Restrict these rewrites to pure MatMul fanout.

Each transform fires when it sees any MatMul consumer, then rewires all consumers and clears the original outputs. If one of these tensors also feeds a non-MatMul branch, that branch will now observe the untransposed / unscaled / quantized value instead of the original one. Please either require all(...) consumers to match the intended pattern or only rewrite the specific MatMul edges.

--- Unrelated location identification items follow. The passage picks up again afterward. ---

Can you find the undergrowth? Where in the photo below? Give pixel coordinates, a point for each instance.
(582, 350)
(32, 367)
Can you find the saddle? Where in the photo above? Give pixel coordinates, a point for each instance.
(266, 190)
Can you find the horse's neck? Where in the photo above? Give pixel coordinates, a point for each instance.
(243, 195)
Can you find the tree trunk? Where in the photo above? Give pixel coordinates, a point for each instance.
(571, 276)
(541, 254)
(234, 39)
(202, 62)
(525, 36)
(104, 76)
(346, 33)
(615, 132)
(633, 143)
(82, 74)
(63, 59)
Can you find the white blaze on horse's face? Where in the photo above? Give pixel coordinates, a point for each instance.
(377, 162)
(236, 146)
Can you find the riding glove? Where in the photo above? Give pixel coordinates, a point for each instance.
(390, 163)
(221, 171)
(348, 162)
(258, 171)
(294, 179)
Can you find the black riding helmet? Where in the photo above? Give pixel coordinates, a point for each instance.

Also applies to: 128-137, 196-220, 255-275, 334-339

🤖 Prompt for AI Agents

Verify each finding against the current code and only fix it if needed. In `@modelopt/onnx/export/fp8_exporter.py` around lines 100 - 108, The code currently uses any(c.op == "MatMul" for c in candidate.outputs[0].outputs) and then rewires/clears all consumers which breaks non-MatMul branches; change the logic to require all(c.op == "MatMul" for c in candidate.outputs[0].outputs) before performing the global rewrite OR, preferably, only rewrite the specific MatMul edges: iterate candidate.outputs[0].outputs, for each consumer c with c.op == "MatMul" rewire that consumer's input to use the transposed/scaled/quantized tensor and leave other consumers untouched, and do not clear original outputs (update transpose_to_remove only when all downstream edges have been safely redirected). Apply the same fix pattern to the other rewrite sites that manipulate torch_weights, perm, transpose_to_remove, and similar MatMul-aware transforms.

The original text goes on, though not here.